Claudia Mendoza nació en La Rioja, pero se mudó a la Ciudad de Buenos Aires para estudiar Musicoterapia en la Universidad del Salvador, la única en toda Latinoamérica que dictaba la carrera en ese momento. Años después volvió a su provincia natal, donde vive. Hoy, a sus 61 años, forma parte del consejo consultivo del Comité Latinoamericano de Musicoterapia (CLAM) y acompaña, junto a un equipo interdisciplinario de psicólogos, médicos psiquiatras y trabajadores sociales, a las víctimas testigos de la última dictadura cívico-militar en los juicios de lesa humanidad de La Rioja. “El rol del musicoterapeuta que acompaña en estos casos es distinto porque hay que hacer una escucha muy empática, la cual a veces se dificulta si se conoce al testigo con poca antelación. Es un trabajo de investigador en el que se debe prestar atención a cuatro momentos clave: la previa de la declaración, la sala de espera, el testimonio y la salida de los tribunales. En esos espacios se deben evaluar qué tipos de intervenciones, hacer como una respiración o una caricia en la espalda”, explica.

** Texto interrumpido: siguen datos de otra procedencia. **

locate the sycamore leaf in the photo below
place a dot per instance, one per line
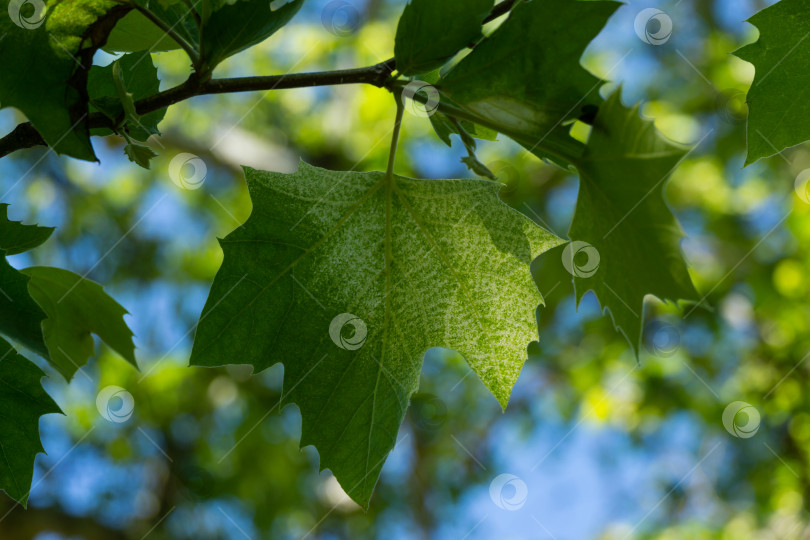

Para lidiar con las consecuencias de “la escucha del horror” y sentirse útil, Mendoza comenzó a escribir artículos sobre sus observaciones en los juicios como, por ejemplo, el lenguaje corporal entre una persona militante y otra que no lo fue: “Me acuerdo del caso de una señora que tejía afuera de los tribunales y me decía ‘no espero la hora de que pase todo esto, sólo quiero meter la cabeza debajo de la tierra’. Era una mujer que no tenía militancia política. Estaba casada con un militante, pero no tenía ni idea de lo que el marido hacía o de sus compromisos con sus compañeros. Cuando la detuvieron, ella tenía a su bebé de año y medio en brazos, pero eso no les importó a los represores que la secuestraron. Su hijo fue uno de esos niños detenidos junto a sus madres. Yo marco esta diferencia porque las personas que sí tienen militancia adoptan una posición distinta al afrontar esta situación y los que no lo fueron lo traducen en la rigidez corporal”. Además de la respiración, otra de las estrategias que utiliza Claudia Mendoza para tratar a los testigos son los cantos chamánicos porque, según considera, pueden servirle a gente que ha sido torturada. Mendoza sostiene que cuando el musicoterapeuta trata casos de este tipo debe aprender a escuchar, como una mamá a su bebé, para darse cuenta si la persona está estresada o ansiosa porque, cuando declara, revive la situación y reencarna el trauma.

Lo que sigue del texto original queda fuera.